Phanerozoic CO2 atmospheric levels:
Biosphere has been consuming CO2 and storing it in the lithosphere since the Cambrian explosion.
The cyclic pattern is related with the tectonic cycles, named the Wilson Cycle, wich has formed two super continents during Phanerozoic period: Rodinia and Pangea.
When a super continent breaks, a new ocean is formed and after Cambrian CO2 begins to get stored in the carbonate platforms close to newly formed coastlines, reducing the levels in the atmosphere.
When the ocean formed in a Wilson Cycle is old enough, oceanic crust begins to subduct the continents and after Cambrian part of this carbon returns to the atmosphere from calc-alkaline magmas of volcanic arcs. This is what is starting to happen in the Atlantic Ocean.
Currently, the Atlantic has three isolated subduction zones: the
Lesser Antilles in the Caribbean, the Scotia Arc in the South
Atlantic, and the Gibraltar Arc in the Mediterranean.
Part of the CO2 gets stored in the Continental Crust, staying in the lithosphere reservoir in the form of CaCO3. So the balance of Wilson Cycle since the Cambrian is a reduction of CO2 in the atmosphere (shown in the first graph), and an increase of Continental Crust. The second consequence applies for the hole Earth History where the Wilson Cycle has been operating.
A teacher told us in University the Pacific ring is more powerfull than Atlantic dorsal, and Atlantic Ocean is going to disappear. If that is true, in the following millions of years, part of the CO2 stored in the Atlantic Ocean will return to the atmosphere.
So answering your question, the Earth would not run out of CO2 in the next million years with no human intervention. Some CO2 stored in the Atlantic Ocean is going to be released to the atmosphere.

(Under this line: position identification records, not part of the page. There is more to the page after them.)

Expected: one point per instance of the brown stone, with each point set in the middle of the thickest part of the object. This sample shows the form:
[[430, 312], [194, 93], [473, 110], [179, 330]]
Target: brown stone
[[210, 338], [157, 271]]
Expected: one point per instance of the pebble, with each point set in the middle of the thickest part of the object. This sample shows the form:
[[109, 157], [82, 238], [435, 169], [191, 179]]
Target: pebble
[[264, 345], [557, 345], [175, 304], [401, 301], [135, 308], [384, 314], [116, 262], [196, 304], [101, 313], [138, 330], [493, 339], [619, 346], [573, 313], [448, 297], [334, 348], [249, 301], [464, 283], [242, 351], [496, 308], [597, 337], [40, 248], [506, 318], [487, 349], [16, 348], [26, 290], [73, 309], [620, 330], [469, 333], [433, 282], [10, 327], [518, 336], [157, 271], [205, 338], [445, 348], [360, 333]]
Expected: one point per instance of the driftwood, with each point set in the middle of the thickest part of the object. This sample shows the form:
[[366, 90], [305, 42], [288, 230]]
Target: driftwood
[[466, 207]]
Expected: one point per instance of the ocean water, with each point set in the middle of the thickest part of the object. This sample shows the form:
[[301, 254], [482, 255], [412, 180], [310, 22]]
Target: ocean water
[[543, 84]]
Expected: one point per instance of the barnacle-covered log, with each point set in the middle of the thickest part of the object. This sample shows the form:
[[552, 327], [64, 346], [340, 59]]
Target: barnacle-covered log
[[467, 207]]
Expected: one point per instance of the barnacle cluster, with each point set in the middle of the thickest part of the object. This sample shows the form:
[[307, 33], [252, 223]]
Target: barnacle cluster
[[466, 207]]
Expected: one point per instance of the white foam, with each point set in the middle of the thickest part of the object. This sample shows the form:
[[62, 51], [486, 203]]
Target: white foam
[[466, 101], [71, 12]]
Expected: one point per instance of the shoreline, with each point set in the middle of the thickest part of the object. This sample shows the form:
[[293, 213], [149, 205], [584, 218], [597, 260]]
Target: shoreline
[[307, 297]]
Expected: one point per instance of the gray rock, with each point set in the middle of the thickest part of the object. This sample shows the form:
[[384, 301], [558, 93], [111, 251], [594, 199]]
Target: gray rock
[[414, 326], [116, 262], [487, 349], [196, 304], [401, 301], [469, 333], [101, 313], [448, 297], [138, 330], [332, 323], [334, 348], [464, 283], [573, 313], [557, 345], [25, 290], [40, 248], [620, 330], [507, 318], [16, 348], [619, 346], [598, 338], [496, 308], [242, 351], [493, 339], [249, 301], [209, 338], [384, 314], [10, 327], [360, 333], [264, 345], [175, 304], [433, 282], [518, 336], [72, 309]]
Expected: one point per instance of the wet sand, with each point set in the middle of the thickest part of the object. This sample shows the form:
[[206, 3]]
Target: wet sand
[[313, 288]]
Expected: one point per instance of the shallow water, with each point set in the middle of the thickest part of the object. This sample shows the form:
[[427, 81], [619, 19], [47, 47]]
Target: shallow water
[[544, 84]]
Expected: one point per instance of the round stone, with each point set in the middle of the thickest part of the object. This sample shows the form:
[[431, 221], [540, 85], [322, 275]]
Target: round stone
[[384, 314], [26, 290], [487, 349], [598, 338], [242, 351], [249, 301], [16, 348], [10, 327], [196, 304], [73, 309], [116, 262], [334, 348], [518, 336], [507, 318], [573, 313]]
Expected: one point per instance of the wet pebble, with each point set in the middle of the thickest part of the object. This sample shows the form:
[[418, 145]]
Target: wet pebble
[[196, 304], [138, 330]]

Maybe in the next Wilson Cycle when the Atlantic Ocean closes forming a new supercontinent and breaking again forming a new ocean, but it is a nosense to talk about climate in said 100my as human technology for sure will modelate climate in the future.
Apart from volcanism are there any processes that return carbon captured in fossil fuels and limestone to the atmosphere?
Apart from humans burning fossil fuels and volcanism, CaCO3 starts to dissolve in the oceans at certain profundity/pressure. The level when CaCO3 start to dissolve is known as Carbonate compensation depth (CCD). The ocean is in equillibrium with the atmosphere because of Henry's law so that affects atmospheric CO2 levels.